Researchers from Carnegie Mellon University have created the HopeBand, a wearable prototype that can detect — and possibly prevent — opioid overdoses.
According to the National Institute on Drug Abuse, more than 115 people die from opioid overdoses every day.
A new report from IEEE Spectrum says that the HopeBand is one of many products currently in development that attempts to address the epidemic with technology. When the wearable detects low blood oxygen levels, it sounds an alarm, flashes red lights and even sends out a text message with the wearer’s locations. The idea is that it can send a text message to someone who can hopefully arrive in time with some Narcan to bring the addict back.
According to one researcher, the HopeBand is designed to basically have someone on high alert, always. Rashmi Kalkunte, a software engineering student at Carnegie Mellon University, says, “Imagine having a friend who is always watching for signs of overdose.”

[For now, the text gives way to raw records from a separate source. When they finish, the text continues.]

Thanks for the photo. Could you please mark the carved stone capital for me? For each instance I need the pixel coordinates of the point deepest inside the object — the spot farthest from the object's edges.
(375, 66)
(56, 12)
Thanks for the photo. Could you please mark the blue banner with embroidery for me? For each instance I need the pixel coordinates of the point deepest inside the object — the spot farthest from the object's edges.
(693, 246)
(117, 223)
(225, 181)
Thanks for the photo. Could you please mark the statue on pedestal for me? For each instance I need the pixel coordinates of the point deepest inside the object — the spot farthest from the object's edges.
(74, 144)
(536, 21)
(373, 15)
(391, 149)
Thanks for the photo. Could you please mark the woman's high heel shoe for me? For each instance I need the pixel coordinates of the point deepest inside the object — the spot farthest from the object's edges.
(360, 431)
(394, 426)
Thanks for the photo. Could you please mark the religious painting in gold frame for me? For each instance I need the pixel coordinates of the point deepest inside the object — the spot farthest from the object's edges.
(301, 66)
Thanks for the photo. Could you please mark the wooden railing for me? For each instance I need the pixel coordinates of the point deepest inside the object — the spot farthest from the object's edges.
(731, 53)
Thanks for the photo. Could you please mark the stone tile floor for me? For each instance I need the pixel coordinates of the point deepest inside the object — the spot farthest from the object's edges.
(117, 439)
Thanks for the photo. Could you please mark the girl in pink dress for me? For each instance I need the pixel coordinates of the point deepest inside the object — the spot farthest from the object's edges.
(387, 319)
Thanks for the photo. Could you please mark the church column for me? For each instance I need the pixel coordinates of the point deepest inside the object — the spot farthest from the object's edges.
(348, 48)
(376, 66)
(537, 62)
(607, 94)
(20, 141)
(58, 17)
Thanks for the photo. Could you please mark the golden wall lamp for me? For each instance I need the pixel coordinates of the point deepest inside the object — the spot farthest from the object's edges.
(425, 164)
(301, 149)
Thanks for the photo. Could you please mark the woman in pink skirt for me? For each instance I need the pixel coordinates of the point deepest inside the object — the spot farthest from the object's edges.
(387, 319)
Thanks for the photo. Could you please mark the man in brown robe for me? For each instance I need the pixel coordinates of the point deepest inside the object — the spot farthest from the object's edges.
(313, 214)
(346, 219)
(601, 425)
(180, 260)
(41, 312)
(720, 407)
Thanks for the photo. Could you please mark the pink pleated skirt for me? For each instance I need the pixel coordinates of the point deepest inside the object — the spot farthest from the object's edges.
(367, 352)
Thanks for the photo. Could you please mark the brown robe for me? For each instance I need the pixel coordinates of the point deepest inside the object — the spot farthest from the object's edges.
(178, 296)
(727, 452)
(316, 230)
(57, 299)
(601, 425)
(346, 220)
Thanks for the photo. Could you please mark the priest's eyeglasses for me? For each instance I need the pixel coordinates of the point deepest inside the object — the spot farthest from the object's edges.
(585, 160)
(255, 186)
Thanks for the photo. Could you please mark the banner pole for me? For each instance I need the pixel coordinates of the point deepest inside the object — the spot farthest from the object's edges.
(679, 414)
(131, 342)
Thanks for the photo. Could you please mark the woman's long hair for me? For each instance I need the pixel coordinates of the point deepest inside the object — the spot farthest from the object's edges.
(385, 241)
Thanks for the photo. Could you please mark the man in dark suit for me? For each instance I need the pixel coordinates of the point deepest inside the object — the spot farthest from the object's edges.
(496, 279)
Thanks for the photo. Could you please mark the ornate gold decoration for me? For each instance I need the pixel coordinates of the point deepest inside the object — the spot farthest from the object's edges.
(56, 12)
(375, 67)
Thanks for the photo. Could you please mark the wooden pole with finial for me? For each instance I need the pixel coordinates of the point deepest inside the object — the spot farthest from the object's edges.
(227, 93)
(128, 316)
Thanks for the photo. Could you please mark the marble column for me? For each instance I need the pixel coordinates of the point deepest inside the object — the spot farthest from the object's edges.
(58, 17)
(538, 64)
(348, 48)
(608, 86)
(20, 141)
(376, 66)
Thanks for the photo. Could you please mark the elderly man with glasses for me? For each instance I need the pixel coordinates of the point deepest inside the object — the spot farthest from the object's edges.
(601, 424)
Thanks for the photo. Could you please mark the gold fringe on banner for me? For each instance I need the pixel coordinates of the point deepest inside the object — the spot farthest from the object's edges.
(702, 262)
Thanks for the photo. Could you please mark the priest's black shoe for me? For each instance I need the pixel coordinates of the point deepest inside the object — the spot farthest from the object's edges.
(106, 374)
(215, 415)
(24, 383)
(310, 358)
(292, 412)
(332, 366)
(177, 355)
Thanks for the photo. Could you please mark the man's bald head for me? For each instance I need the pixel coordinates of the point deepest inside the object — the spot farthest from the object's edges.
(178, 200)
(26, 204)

Right now, the prototype costs around $30, but the team is hoping to have it as low as $16. The price point is the most promising, as the device is less likely to be pawned if it isn’t particularly valuable.
The wearable uses pulse oximetry sensors that monitor blood oxygen levels using light absorption. If oxygen levels drop too low, the device processes data for 10 seconds and then sounds an alarm.
Next, the team will make sure that the HopeBand actually detects overdoses in real people, and will start by offering it free to opioid users through needle exchange programs.